Nous avons dit que le fumier des bêtes ovines constituait aux yeux des agriculteurs les plus intelligens un de leurs meilleurs produits. Dans les provinces où les loups et l’humidité du sol ne mettent en danger ni la vie ni la santé des moutons, on utilise souvent ceux-ci à fumer directement par le parcage certaines terres de la ferme. Économie de litière, économie de transports résultent à la fois de cette méthode, dont l’emploi dans une sage mesure convient aux champs et aux animaux. On doit donc, dès qu’on le peut, recourir au parcage. Nous n’oserions pas en dire autant de l’habitude qui existe en plusieurs endroits de traire les brebis. L’impossibilité où se trouvent quelques habitans du midi d’entretenir des vaches laitières sur leur sol aride excuse un semblable usage. La fabrication de fromages spéciaux, qui sont devenus, comme le roquefort, une source d’abondans profits pour les fermes où ils se préparent, explique encore la préférence que les cultivateurs du Rouergue accordent au lait de leurs brebis[2] ; mais quand on songe à toute la main-d’œuvre exigée par la traite d’une bête aussi peu laitière que la brebis et aux inconvéniens qui résultent de cette traite pour les agneaux, on conçoit que les bêtes ovines soient bien rarement entretenues en vue du lait qu’elles peuvent fournir.
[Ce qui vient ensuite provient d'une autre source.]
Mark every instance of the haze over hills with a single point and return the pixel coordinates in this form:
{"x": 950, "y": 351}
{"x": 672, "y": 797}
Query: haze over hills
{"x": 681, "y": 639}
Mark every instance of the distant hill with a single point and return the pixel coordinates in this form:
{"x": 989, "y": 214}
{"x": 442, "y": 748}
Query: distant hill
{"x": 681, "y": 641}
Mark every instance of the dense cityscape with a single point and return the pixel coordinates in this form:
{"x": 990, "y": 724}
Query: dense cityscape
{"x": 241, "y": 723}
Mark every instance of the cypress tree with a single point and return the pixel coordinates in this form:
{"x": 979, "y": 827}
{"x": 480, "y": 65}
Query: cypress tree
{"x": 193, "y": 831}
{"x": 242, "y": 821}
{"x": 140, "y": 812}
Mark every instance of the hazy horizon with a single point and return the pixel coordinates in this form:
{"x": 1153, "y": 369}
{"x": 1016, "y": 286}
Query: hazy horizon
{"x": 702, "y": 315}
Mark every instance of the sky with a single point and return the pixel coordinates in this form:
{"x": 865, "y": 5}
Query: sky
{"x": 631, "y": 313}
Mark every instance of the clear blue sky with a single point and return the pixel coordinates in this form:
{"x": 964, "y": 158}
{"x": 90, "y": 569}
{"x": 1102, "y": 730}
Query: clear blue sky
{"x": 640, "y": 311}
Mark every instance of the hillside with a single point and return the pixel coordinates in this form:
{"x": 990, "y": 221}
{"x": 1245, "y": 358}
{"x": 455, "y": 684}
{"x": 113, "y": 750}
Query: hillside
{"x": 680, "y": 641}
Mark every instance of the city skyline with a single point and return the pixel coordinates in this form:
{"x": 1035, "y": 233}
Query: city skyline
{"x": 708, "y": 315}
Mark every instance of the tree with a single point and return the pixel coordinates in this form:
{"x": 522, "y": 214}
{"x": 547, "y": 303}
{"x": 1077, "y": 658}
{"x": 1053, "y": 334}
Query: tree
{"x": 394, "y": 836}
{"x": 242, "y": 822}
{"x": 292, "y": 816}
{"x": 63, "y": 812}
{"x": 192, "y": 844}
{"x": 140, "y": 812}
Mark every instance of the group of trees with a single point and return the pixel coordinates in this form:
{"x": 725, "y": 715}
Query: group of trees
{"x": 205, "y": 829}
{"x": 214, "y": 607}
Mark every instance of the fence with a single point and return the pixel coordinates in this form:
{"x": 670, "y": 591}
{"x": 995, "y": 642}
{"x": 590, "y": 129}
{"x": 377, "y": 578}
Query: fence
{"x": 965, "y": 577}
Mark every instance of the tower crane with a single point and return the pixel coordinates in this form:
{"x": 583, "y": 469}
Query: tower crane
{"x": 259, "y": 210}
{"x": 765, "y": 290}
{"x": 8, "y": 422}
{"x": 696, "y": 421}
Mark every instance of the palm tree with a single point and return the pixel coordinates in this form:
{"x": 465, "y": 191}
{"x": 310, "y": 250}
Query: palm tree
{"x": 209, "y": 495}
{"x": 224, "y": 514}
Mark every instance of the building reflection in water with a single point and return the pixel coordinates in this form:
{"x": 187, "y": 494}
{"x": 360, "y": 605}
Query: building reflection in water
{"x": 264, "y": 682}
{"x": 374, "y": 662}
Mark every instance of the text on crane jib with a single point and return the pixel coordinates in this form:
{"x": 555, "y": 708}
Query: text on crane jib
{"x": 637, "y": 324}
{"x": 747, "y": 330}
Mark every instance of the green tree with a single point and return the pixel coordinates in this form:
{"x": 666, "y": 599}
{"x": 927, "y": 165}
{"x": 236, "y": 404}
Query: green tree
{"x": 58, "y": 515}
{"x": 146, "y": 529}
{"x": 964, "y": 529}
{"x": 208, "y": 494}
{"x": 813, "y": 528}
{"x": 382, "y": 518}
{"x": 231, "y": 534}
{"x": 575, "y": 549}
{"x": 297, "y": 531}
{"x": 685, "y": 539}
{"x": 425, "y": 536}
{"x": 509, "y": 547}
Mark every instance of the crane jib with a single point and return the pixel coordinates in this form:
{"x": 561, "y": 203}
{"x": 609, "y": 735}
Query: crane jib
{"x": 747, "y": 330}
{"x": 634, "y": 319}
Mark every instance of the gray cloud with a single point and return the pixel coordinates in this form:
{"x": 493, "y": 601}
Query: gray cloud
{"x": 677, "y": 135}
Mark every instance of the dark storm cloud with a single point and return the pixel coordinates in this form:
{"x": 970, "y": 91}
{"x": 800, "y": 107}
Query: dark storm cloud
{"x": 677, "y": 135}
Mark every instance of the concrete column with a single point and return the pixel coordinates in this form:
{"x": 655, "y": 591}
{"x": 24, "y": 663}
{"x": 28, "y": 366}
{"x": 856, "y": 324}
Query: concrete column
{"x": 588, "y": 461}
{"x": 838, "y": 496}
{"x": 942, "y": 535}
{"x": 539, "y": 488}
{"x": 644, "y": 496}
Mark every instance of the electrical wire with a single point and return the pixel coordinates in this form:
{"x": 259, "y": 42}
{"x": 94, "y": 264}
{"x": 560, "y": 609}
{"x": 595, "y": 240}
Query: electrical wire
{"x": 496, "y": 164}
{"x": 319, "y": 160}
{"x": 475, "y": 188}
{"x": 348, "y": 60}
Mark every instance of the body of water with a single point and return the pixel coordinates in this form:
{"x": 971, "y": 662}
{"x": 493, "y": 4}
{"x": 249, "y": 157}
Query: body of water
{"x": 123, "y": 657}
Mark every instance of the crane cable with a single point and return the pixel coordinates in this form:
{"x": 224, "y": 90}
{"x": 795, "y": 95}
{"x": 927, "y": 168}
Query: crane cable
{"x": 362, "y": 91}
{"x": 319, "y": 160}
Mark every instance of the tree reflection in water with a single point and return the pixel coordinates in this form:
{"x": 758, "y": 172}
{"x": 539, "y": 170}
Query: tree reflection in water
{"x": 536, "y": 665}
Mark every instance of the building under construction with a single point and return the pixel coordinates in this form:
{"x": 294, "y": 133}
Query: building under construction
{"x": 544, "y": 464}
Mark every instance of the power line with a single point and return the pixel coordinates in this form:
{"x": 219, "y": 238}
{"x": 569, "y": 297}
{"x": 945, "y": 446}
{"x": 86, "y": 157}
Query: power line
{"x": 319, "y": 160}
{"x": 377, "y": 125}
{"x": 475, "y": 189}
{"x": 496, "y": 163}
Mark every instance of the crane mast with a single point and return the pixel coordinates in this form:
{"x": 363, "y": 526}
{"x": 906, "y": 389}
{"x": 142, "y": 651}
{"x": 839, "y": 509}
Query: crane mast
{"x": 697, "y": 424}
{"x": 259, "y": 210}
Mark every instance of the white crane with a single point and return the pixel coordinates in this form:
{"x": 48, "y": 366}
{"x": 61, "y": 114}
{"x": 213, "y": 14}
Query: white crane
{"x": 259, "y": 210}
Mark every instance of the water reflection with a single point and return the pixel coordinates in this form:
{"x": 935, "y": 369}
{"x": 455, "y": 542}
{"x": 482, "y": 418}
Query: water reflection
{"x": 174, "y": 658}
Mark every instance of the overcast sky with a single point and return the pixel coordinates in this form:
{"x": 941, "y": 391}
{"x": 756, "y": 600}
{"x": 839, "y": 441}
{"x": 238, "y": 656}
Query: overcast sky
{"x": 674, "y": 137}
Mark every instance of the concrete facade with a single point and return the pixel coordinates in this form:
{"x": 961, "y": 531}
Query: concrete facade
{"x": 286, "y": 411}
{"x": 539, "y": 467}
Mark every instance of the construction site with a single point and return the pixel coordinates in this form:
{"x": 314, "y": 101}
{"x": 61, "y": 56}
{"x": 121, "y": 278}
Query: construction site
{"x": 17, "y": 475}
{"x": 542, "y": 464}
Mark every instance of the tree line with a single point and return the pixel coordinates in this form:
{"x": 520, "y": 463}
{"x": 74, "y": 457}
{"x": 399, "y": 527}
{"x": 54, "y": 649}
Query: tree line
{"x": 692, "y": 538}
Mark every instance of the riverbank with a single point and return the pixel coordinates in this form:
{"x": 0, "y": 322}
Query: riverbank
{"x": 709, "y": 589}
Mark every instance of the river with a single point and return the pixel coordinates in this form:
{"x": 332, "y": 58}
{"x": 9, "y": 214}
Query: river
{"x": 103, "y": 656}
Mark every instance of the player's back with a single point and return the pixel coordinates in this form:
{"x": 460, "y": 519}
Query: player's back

Ce qui fait le mérite spécial de ces animaux pendant leur vie, c’est, tout le monde le sait, la laine dont nous les dépouillons. Les

  1. A un an pour les races les plus précoces, quatre mois plus tard pour les races moyennes, six mois plus tard pour les races tardives commence l’émission des dents de remplacement. Celles-ci permettent, comme elles font chez les autres animaux domestiques, de préjuger l’âge du mouton. La seconde émission se fait à dix-huit mois, deux ans et deux ans six mois suivant les races. Vers deux ans trois mois, deux ans neuf mois ou trois ans six mois, on compte six dents adultes. Les huit dents de lait sont toutes remplacées à trois ans, trois ans et six mois ou quatre ans et six mois.
  2. Le Rouergue à lui seul possède peut-être un million de bêtes ovines, dont les brebis forment environ les deux tiers.